У маленького при виде ручки разгорелись глаза.
- А покажь, дядько!
Он поставил кузовок на землю, сбил шапчонку на затылок и обеими руками осторожно взял ручку, ласково отвинтил колпачок и, как заправский писарь, приложил перо к ногтю, нажал и при виде капли чернил восхищенно цокнул языком.
- Дашь? - спросил он недоверчиво.
У старшего, с любопытством наблюдавшего за всеми манипуляциями, на лице появилось презрение.
- Не давай ему, дядь. Я так пойду. У-у, жадюга Ванька! - обратился он к маленькому.
У Ваньки было растерянное лицо, словно его неожиданно ударили и он не понимает, за что.
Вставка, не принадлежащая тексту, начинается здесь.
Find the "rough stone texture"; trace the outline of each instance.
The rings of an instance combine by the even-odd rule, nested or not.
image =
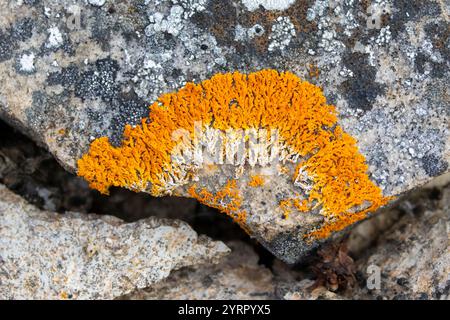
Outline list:
[[[41,211],[0,185],[2,299],[110,299],[228,252],[184,222]]]
[[[361,272],[370,266],[381,271],[380,288],[364,287],[360,297],[450,298],[450,185],[439,197],[424,212],[404,215],[360,259]]]
[[[259,300],[275,297],[272,272],[258,265],[255,251],[243,242],[227,243],[232,253],[216,265],[183,268],[126,299]]]
[[[449,170],[446,2],[90,3],[0,0],[0,116],[69,170],[94,138],[118,143],[161,93],[263,68],[324,89],[385,195]],[[257,220],[267,208],[249,199]],[[295,219],[261,221],[252,233],[277,256],[295,262],[310,249]]]
[[[450,175],[446,186],[417,191],[364,221],[348,238],[357,282],[331,292],[304,273],[274,267],[277,296],[285,299],[433,299],[450,297]],[[441,181],[441,182],[445,182]],[[370,268],[368,268],[370,266]],[[285,267],[284,267],[285,268]],[[369,289],[374,269],[380,288]],[[338,271],[338,270],[337,270]]]
[[[338,250],[332,248],[307,265],[293,267],[275,260],[268,269],[257,264],[248,245],[233,242],[229,244],[232,254],[222,263],[175,271],[162,282],[124,298],[447,300],[450,298],[449,178],[447,175],[447,186],[428,185],[432,189],[417,191],[396,207],[354,228],[346,241],[354,261],[343,255],[339,246],[330,244]],[[332,281],[334,275],[344,276],[342,261],[353,269],[354,282],[346,288],[335,286]],[[367,288],[373,275],[367,270],[369,265],[380,268],[380,289]],[[321,278],[325,281],[320,281]]]

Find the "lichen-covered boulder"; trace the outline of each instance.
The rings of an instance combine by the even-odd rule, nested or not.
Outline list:
[[[0,116],[45,145],[74,172],[79,169],[78,160],[92,151],[91,144],[110,146],[118,155],[123,149],[113,147],[126,145],[122,144],[124,138],[130,142],[130,137],[138,136],[139,127],[146,127],[148,119],[159,119],[161,125],[166,124],[164,128],[170,127],[174,122],[171,112],[179,119],[184,115],[180,112],[185,109],[176,106],[183,101],[195,106],[193,93],[198,93],[199,86],[205,89],[203,100],[213,101],[214,107],[208,110],[214,111],[210,123],[215,129],[229,128],[220,127],[223,121],[215,121],[227,110],[261,107],[262,101],[271,104],[257,108],[260,115],[249,120],[233,111],[227,123],[241,121],[239,128],[255,129],[256,136],[263,139],[260,129],[267,129],[267,123],[262,119],[276,118],[279,113],[281,118],[285,116],[283,123],[289,122],[289,114],[276,108],[282,104],[294,105],[297,113],[292,111],[291,120],[297,123],[304,106],[301,99],[290,100],[295,88],[292,82],[282,82],[283,94],[277,96],[271,90],[280,83],[261,90],[267,83],[256,81],[253,91],[247,90],[252,94],[241,94],[242,100],[235,101],[227,91],[199,85],[218,73],[250,75],[274,69],[288,71],[305,85],[307,80],[320,87],[323,97],[313,95],[313,105],[318,108],[311,109],[322,110],[320,118],[311,123],[310,118],[302,119],[304,126],[283,131],[283,138],[292,138],[297,142],[292,145],[298,148],[294,154],[285,154],[288,165],[281,165],[287,169],[277,168],[275,175],[266,174],[265,162],[252,163],[250,158],[242,166],[213,161],[201,166],[201,173],[188,168],[182,184],[180,172],[164,166],[159,171],[149,169],[154,168],[150,163],[161,163],[161,157],[167,156],[157,156],[165,150],[154,143],[160,136],[147,143],[148,149],[156,150],[151,153],[149,168],[133,165],[142,163],[141,149],[137,149],[121,154],[122,158],[131,155],[131,165],[126,166],[129,171],[124,173],[123,166],[117,171],[118,177],[147,177],[150,172],[151,182],[161,180],[158,174],[177,182],[175,186],[166,184],[169,188],[161,192],[149,179],[122,179],[126,182],[122,185],[130,189],[194,196],[224,211],[230,211],[224,206],[231,202],[232,209],[238,209],[232,210],[238,222],[285,261],[296,262],[315,246],[317,238],[310,241],[305,235],[326,238],[331,231],[364,218],[367,211],[375,211],[389,197],[449,170],[449,8],[442,2],[130,0],[55,4],[44,0],[1,1],[0,12]],[[236,83],[240,82],[233,80],[231,87],[236,88]],[[311,90],[317,94],[316,89]],[[164,95],[174,91],[178,95]],[[183,98],[180,92],[184,92]],[[172,103],[169,97],[180,103]],[[325,98],[326,102],[321,100]],[[156,101],[150,111],[148,106]],[[336,106],[336,113],[327,107],[331,105]],[[197,107],[206,108],[205,104]],[[336,116],[334,120],[329,112]],[[194,120],[186,114],[190,126]],[[303,135],[305,128],[311,135]],[[208,133],[209,141],[215,139],[214,132]],[[108,137],[108,144],[102,137]],[[178,137],[184,137],[183,132]],[[329,142],[341,138],[346,141],[345,150],[352,146],[353,156],[341,152],[342,146],[331,156],[336,144]],[[316,148],[308,149],[311,145]],[[325,145],[333,148],[325,149]],[[178,156],[186,155],[182,147],[175,150]],[[254,152],[255,146],[250,150]],[[320,150],[324,156],[320,163],[327,160],[328,168],[336,170],[314,165],[319,163],[314,159],[309,172],[298,166]],[[94,152],[97,159],[101,151],[97,148]],[[105,149],[103,154],[111,153]],[[318,174],[318,168],[325,169]],[[101,175],[88,171],[85,176],[91,183]],[[236,179],[242,172],[244,177]],[[358,178],[352,180],[354,173]],[[342,174],[346,179],[339,178]],[[320,176],[325,178],[318,181]],[[106,191],[104,185],[97,186]],[[328,193],[327,188],[342,196]],[[358,192],[349,196],[348,188]],[[328,202],[324,200],[327,194],[332,195]],[[351,200],[342,205],[341,200],[332,198]],[[330,223],[335,227],[328,228]]]
[[[178,220],[41,211],[0,185],[2,299],[112,299],[229,251]]]

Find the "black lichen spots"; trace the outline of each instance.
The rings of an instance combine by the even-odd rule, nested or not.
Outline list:
[[[422,52],[419,52],[414,59],[414,66],[416,71],[420,74],[425,72],[425,63],[428,61],[427,56]]]
[[[237,9],[231,0],[209,1],[207,9],[193,14],[191,21],[211,32],[219,45],[229,46],[234,42]]]
[[[261,61],[268,59],[268,34],[274,17],[267,14],[264,9],[255,12],[239,12],[236,3],[230,0],[211,1],[205,11],[197,12],[191,17],[191,21],[201,30],[211,33],[217,43],[224,47],[233,47],[233,53],[227,55],[227,61],[235,68],[246,70],[246,67],[254,64],[254,57]],[[236,26],[251,28],[255,24],[262,26],[261,36],[256,36],[251,41],[236,41]],[[263,32],[263,29],[266,32]],[[201,49],[201,48],[200,48]],[[206,49],[208,50],[208,49]],[[226,71],[219,70],[218,71]]]
[[[422,158],[422,168],[430,177],[436,177],[447,170],[448,163],[433,154],[428,154]]]
[[[433,78],[443,78],[448,72],[447,62],[442,63],[433,61],[428,55],[419,52],[414,59],[414,67],[420,74],[424,74],[427,70],[427,65],[430,67],[430,73]]]
[[[377,70],[369,65],[368,55],[364,53],[346,53],[343,64],[353,72],[353,77],[341,84],[341,89],[349,107],[364,111],[372,109],[378,95],[385,92],[384,85],[375,81]]]
[[[449,70],[450,23],[446,21],[431,22],[424,27],[424,31],[433,45],[433,50],[440,54],[443,61],[433,61],[428,55],[419,53],[415,60],[416,69],[419,73],[423,73],[424,66],[428,63],[431,67],[431,76],[443,78]]]
[[[23,3],[29,6],[33,6],[39,4],[40,0],[24,0]]]
[[[103,11],[101,8],[95,8],[95,21],[91,26],[91,37],[96,40],[103,51],[109,51],[110,39],[113,32],[120,32],[116,28],[113,16]]]
[[[435,1],[397,0],[389,20],[392,36],[396,38],[409,21],[416,21],[426,15],[437,17],[441,13],[440,5]]]
[[[450,56],[450,23],[447,21],[434,21],[424,27],[426,35],[433,43],[433,48],[444,57]]]
[[[110,108],[114,117],[111,119],[110,142],[119,146],[123,138],[125,125],[135,125],[148,116],[149,104],[140,99],[134,91],[121,92],[117,100],[111,101]]]
[[[63,87],[71,87],[75,85],[80,78],[78,67],[74,64],[66,68],[62,68],[60,72],[52,72],[47,77],[49,86],[62,85]]]
[[[282,259],[284,262],[288,264],[295,264],[305,259],[311,251],[318,247],[320,242],[316,241],[312,244],[308,244],[304,241],[301,234],[301,230],[295,233],[279,233],[273,240],[271,240],[270,243],[267,243],[263,239],[258,240],[263,245],[265,243],[265,247],[268,248],[268,250],[273,254],[276,254],[277,257]]]
[[[14,44],[11,37],[0,30],[0,62],[12,58]]]
[[[168,32],[156,32],[146,37],[149,53],[158,54],[162,49],[164,50],[174,50],[177,43],[173,35]]]
[[[67,39],[64,41],[63,45],[62,45],[62,49],[64,50],[64,52],[73,57],[75,56],[75,48],[73,46],[72,40],[70,40],[69,37],[67,37]]]
[[[17,41],[25,41],[33,35],[33,20],[25,18],[19,20],[11,28],[11,37]]]
[[[75,96],[81,99],[101,98],[103,101],[117,99],[119,86],[116,76],[119,70],[117,61],[111,58],[97,60],[89,69],[81,73],[76,85]]]
[[[33,20],[25,18],[19,20],[11,28],[0,30],[0,63],[13,57],[13,51],[18,42],[25,41],[33,35]]]

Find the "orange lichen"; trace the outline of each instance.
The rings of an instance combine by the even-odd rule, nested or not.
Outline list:
[[[202,188],[200,192],[197,192],[197,185],[193,184],[188,193],[192,198],[197,199],[203,204],[210,207],[219,209],[232,217],[233,220],[245,228],[245,221],[247,212],[241,210],[242,198],[237,188],[236,180],[229,180],[223,189],[213,194]]]
[[[308,204],[306,199],[288,198],[281,200],[278,205],[283,211],[283,218],[287,219],[294,208],[299,212],[308,212],[311,209]]]
[[[310,78],[316,78],[319,79],[320,71],[316,64],[310,63],[308,65],[308,72]]]
[[[260,175],[254,175],[250,177],[248,185],[252,188],[260,187],[264,185],[264,178]]]
[[[148,184],[158,193],[171,174],[170,152],[177,143],[172,133],[177,129],[193,133],[198,121],[221,130],[276,128],[285,143],[307,155],[333,138],[323,128],[336,120],[321,90],[292,73],[218,74],[162,95],[150,106],[149,118],[125,127],[122,146],[112,146],[107,137],[94,140],[78,161],[78,174],[103,193],[110,186],[145,190]]]
[[[383,197],[381,189],[370,181],[367,164],[358,152],[356,140],[341,127],[334,130],[336,139],[298,166],[306,168],[313,178],[309,202],[323,206],[326,222],[308,236],[326,238],[366,217],[385,205],[392,197]],[[352,212],[357,207],[363,207]]]
[[[78,174],[102,193],[121,186],[162,195],[167,192],[167,181],[173,185],[174,180],[182,180],[171,161],[177,144],[172,133],[183,129],[194,135],[198,122],[203,129],[223,131],[275,129],[284,145],[300,159],[307,159],[299,164],[297,174],[301,168],[312,187],[307,204],[302,202],[299,207],[321,206],[325,217],[325,224],[308,237],[327,237],[389,200],[370,181],[355,139],[337,125],[335,107],[326,104],[322,90],[292,73],[274,70],[217,74],[162,95],[140,125],[125,127],[120,147],[112,146],[107,137],[94,140],[89,153],[78,161]],[[202,202],[228,213],[237,210],[236,203],[231,208],[222,205],[220,196],[229,194],[197,193],[192,188],[191,196]],[[243,223],[245,215],[237,219]]]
Он вернул мне ручку, несколько мгновений жадность и благородство, сменяя друг друга, боролись на его лице.
- И я так пойду! - вскричал он задорно, и не успели мы ничего сказать, он побежал, сверкая босыми пятками, по росистой траве.
Скоро он прибежал.
- Не идет! - сообщил он, запыхавшись.
- А что сказал? - спросил я.
- Ничего не сказал, - отвечал Ванька.
- Эх ты, свистун! - определил старший. - Только и знаешь… - А чего знает - он не договорил. - Я пойду! - сказал он решительно и передал бич маленькому Ваньке.
- Скажи: от начальника, - напутствовал я его.
- Знаем, - ответил он солидно.
Скоро и он пришел. Лицо его был угрюмо.
- Не хочет.
- Сказал: от начальника?
Мальчик кивнул головой.
- Ну, а он что?
- "Положил я на начальников…" - Мальчик хихикнул, но тотчас же строгое и серьезное выражение явилось на его лице.